See this report from a TypeWell user who was using Internal Linking just fine until the driver was updated during a Windows Update:

Internal Linking Issue - "Disabled because the Virtual AP is not available on your machine"

Another TypeWell user submitted this follow-up comment in March 2016:

I know it's been a week or two now, but I just wanted to follow up and thank you for your help with this! The information about the "VAP not available" issue was extremely helpful. Sure enough, I reinstalled the driver for the wifi adapter via device manager, and internal linking worked like a charm following a reboot. Very good to know as we're adding more Windows 10 machines to our inventory.

To determine whether Internal Linking is supported on your Windows 8 computer, open a Command Prompt and enter the following command:

  netsh wlan show wirelesscapabilities

Look for the Soft AP entry.  If it shows Not Supported, you might be able to restore this feature by rolling back to an older driver for your wireless device. For example, see this solution in Intel Community forum, where reverting to an older driver changes the IBSS from Not Supported to Supported.


Peer-to-peer (ad hoc) linking may be disabled after a Windows update, due to Windows deprecating IBSS 

Ad hoc linking (i.e. IBSS, which is used for TypeWell's peer-to-peer linking) was deprecated starting with Windows 8.1. So, even if a Windows 8 or Windows 10 previously supported peer-to-peer linking, it may cease to work after Windows Update installs a newer network card driver.

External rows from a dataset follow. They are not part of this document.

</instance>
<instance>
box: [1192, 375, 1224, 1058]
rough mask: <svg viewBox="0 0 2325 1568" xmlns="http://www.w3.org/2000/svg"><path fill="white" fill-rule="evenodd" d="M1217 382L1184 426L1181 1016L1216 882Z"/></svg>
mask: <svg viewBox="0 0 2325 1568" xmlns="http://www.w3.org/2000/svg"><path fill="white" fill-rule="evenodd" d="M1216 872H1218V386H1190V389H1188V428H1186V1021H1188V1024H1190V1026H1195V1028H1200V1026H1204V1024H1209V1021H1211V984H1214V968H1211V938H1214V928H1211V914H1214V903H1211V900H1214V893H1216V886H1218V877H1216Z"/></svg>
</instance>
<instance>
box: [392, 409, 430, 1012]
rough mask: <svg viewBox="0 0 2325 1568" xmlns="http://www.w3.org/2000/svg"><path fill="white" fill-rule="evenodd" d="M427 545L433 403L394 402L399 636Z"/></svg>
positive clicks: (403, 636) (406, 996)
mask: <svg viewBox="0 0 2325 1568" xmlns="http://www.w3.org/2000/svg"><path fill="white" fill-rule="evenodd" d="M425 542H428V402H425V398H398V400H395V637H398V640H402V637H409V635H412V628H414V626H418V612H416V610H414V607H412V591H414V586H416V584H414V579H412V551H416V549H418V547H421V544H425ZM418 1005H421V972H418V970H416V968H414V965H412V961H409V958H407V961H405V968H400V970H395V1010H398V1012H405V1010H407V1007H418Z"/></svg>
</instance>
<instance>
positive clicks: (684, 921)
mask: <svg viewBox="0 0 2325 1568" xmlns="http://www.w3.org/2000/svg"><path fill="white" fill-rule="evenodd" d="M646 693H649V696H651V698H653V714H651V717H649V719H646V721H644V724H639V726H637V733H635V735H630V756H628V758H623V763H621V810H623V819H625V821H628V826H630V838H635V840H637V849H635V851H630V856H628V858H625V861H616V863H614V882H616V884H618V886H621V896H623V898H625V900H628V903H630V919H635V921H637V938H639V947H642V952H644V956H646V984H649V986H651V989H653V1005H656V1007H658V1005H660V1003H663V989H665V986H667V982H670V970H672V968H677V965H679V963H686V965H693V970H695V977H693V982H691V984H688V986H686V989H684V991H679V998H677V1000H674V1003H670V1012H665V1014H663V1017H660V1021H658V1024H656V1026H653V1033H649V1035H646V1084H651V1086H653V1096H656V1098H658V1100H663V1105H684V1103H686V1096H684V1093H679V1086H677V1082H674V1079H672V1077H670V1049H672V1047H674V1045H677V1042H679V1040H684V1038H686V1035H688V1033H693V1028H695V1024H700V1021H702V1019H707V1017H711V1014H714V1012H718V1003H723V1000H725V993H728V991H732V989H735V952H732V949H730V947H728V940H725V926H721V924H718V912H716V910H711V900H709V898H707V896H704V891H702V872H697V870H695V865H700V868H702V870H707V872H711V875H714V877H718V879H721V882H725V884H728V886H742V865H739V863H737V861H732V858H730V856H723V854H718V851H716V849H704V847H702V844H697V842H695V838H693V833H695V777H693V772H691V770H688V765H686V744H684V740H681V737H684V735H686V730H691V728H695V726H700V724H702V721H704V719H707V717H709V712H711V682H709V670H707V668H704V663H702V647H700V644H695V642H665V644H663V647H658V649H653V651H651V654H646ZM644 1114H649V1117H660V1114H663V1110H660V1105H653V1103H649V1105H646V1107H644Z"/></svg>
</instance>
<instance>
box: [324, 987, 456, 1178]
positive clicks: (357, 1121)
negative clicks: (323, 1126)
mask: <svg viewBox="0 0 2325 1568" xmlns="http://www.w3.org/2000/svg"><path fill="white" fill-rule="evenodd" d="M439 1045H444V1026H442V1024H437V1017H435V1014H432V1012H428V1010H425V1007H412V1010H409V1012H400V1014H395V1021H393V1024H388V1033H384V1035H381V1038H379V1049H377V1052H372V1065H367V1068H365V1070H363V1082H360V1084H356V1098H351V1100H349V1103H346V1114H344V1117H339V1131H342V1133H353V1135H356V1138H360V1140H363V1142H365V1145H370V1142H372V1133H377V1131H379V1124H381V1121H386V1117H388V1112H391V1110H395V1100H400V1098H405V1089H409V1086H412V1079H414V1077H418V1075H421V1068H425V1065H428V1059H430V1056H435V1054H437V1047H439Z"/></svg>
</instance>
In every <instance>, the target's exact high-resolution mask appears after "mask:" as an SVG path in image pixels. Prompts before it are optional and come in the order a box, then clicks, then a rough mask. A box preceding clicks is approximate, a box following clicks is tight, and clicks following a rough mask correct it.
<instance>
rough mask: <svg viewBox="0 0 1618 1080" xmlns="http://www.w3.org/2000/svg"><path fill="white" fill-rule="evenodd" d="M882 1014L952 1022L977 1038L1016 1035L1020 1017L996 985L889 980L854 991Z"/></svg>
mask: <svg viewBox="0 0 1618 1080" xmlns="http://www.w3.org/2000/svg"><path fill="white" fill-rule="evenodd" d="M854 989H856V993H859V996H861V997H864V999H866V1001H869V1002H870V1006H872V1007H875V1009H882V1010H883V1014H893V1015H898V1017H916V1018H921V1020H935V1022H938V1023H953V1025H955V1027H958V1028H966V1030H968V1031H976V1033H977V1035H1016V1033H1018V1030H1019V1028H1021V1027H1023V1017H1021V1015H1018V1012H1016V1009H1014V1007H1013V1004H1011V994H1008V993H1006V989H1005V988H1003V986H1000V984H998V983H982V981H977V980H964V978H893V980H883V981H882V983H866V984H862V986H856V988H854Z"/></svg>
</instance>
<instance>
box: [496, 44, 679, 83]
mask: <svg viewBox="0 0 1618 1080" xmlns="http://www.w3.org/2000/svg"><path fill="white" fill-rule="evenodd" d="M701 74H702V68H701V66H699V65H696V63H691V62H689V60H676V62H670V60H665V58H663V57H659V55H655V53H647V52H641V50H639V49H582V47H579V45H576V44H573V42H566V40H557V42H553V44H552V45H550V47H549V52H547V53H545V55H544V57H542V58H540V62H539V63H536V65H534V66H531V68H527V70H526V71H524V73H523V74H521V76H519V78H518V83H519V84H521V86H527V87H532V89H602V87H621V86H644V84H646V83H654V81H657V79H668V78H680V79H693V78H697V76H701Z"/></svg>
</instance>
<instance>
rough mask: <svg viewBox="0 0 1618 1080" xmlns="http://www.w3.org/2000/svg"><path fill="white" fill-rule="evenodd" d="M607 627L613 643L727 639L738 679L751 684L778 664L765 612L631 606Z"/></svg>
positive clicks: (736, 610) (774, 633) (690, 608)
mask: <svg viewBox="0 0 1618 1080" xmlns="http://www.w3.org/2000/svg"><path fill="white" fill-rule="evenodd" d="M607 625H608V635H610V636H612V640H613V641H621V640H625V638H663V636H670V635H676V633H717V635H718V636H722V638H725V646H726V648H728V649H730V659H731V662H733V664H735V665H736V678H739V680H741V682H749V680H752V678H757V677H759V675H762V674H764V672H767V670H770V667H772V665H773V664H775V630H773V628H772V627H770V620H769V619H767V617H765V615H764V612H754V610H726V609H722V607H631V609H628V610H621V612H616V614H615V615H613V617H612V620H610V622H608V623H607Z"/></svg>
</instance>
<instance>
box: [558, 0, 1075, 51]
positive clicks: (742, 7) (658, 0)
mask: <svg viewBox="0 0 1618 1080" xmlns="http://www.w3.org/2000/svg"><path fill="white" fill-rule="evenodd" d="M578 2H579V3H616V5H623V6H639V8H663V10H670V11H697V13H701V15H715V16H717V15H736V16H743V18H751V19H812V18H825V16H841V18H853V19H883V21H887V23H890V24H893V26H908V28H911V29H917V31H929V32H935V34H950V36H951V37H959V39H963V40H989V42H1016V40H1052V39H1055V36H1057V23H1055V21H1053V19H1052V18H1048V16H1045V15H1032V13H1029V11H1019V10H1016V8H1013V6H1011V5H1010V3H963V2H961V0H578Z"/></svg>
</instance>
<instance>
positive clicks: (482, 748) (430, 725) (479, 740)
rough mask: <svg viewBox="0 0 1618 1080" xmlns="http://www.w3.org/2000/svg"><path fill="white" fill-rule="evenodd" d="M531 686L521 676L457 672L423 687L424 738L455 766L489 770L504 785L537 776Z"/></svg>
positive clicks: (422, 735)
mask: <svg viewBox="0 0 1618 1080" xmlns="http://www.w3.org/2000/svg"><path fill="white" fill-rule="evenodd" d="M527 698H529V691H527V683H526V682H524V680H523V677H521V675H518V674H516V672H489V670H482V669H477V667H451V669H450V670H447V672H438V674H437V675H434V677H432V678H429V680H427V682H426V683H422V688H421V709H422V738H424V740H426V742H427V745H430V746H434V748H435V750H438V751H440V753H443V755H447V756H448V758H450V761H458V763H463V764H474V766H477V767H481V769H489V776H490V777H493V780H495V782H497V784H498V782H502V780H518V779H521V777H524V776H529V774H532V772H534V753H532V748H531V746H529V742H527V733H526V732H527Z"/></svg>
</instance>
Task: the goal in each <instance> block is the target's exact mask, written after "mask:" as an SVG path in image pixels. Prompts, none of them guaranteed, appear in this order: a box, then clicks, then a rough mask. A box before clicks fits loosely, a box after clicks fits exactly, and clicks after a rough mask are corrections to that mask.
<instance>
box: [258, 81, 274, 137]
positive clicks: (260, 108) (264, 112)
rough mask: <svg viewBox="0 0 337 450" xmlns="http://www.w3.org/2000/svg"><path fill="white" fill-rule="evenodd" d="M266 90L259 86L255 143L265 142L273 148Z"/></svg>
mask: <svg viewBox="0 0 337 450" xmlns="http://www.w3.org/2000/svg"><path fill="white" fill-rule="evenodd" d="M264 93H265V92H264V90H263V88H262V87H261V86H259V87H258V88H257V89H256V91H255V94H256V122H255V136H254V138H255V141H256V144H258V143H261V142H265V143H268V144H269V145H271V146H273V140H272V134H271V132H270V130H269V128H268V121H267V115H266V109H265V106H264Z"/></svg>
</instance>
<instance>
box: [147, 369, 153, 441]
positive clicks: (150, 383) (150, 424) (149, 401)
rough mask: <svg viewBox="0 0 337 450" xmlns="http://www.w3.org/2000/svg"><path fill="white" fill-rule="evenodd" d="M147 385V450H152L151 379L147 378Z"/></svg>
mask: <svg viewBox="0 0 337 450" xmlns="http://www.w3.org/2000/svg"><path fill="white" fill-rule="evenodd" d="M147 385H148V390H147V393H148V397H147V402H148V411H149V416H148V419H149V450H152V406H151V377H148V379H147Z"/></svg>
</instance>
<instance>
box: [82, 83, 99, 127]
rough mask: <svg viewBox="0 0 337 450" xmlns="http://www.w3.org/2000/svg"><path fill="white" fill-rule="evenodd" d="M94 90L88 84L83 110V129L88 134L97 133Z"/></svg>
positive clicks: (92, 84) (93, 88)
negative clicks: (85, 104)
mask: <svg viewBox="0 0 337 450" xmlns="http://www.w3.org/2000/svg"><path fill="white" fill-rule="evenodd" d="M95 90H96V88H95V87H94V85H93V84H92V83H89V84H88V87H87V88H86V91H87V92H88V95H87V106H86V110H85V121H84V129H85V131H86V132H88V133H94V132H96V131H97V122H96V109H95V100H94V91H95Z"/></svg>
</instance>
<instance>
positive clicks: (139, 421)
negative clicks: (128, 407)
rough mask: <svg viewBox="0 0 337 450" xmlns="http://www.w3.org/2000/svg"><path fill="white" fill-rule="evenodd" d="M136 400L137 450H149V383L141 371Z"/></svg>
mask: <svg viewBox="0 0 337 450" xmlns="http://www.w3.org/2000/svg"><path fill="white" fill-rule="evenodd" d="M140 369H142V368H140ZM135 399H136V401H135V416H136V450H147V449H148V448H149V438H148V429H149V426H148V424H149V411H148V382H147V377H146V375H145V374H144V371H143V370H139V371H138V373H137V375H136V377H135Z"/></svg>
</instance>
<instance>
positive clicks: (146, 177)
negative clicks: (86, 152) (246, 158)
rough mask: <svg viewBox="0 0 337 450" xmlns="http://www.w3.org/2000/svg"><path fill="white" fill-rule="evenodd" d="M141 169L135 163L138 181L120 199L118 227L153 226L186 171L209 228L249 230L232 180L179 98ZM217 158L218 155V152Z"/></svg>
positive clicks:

To determine whether ad hoc linking is supported on your Windows 8 computer, open a Command Prompt and enter the following command:

  netsh wlan show wirelesscapabilities

Look for the IBSS entry.  If it shows Not Supported, you might be able to restore this feature by rolling back to an older driver for your wireless device. For example, see this solution in Intel Community forum, where reverting to an older driver changes the IBSS from Not Supported to Supported.

Even if IBSS is supported on your Windows 8 or Windows 10 computer, you must have administrative privileges your computer in order to create an ad hoc (peer-to-peer) network. Please follow the steps in this article: Peer-to-Peer WiFi configuration (Windows 8 and 10).

We also suggest using Local Linking with a Virtual Hosted Network (Windows 8), which has the benefit of allowing simultaneous Internet access while the TypeWell computers are linked.